Hey

I wanted to know how to make a number pyramid with (for example) the following formation:

(This would be for 5 rows, with 5 being a variable and as you can see in the last row the last number is 5 on each end)

So far I have this:

``````int j,i,n;
n=5; //Example
for (i=1;i<=n-1;i++)
{
printf ("%i",i);
for (j=i;j<n;j++)
{
printf ("/n");
}

}``````

But I seem to be stuck..........I have a feeling another loop is required but I just dont seem to know how to place it correctly.

Thanks for any help :)

Three loops.
Loop one -- prints a full line
Inside that loop is two loops:
Loop 1 prints the spaces before the '*'s
Loop 2 prints the '*'s

Three loops.
Loop one -- prints a full line
Inside that loop is two loops:
Loop 1 prints the spaces before the '*'s
Loop 2 prints the '*'s

*? Im guessing you mean that Loop 1 prints the number, Loop 1 inside of Loop 1 prints the /n, and Loop 2 inside of Loop 1 prints..............what?

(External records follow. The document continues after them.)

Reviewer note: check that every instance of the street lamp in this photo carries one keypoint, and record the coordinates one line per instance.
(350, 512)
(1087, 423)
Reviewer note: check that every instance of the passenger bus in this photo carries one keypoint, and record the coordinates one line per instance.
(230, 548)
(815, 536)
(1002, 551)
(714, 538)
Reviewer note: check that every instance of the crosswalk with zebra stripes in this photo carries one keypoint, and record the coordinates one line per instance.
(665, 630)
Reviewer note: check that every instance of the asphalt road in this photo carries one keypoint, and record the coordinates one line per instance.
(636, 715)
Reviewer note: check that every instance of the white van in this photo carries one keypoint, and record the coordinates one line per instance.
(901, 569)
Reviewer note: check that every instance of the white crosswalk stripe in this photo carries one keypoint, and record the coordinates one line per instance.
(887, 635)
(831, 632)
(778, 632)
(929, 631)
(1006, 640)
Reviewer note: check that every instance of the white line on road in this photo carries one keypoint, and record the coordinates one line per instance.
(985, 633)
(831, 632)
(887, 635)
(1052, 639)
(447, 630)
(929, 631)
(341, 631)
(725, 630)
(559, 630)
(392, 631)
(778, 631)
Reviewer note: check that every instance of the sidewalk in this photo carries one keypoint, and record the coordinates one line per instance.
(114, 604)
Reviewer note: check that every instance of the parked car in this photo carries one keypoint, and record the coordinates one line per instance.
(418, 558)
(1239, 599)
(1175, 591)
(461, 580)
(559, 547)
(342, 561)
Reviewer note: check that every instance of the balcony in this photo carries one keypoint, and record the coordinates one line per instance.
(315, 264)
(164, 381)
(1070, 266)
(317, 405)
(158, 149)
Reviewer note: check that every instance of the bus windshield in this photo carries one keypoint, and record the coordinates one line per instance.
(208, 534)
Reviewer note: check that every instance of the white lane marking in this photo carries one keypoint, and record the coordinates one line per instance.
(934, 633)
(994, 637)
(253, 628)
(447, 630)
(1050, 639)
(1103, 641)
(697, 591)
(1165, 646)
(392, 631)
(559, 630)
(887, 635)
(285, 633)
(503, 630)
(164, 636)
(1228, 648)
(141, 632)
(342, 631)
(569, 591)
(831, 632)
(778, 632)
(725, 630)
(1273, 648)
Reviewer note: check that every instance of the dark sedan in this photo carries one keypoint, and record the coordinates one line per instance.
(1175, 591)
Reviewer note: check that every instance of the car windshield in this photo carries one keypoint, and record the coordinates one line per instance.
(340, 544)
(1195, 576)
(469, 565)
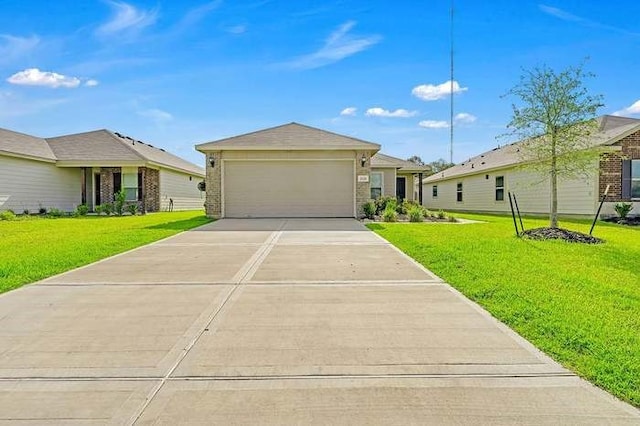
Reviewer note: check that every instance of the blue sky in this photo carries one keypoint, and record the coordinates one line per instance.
(179, 73)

First loop - say i - for each line so it runs from 0 to n-1
Inside this loop
{
First loop - j - goes from i to (2*i - 1) - print each j
Second loop (not nested in the j loop above) - j - goes from (2*i - 2) to i (backwards)
}

Once you get this working, add one more loop before the First loop j to add spaces.

First loop - say i - for each line so it runs from 0 to n-1
Inside this loop
{
First loop - j - goes from i to (2*i - 1) - print each j
Second loop (not nested in the j loop above) - j - goes from (2*i - 2) to i (backwards)
}

Once you get this working, add one more loop before the First loop j to add spaces.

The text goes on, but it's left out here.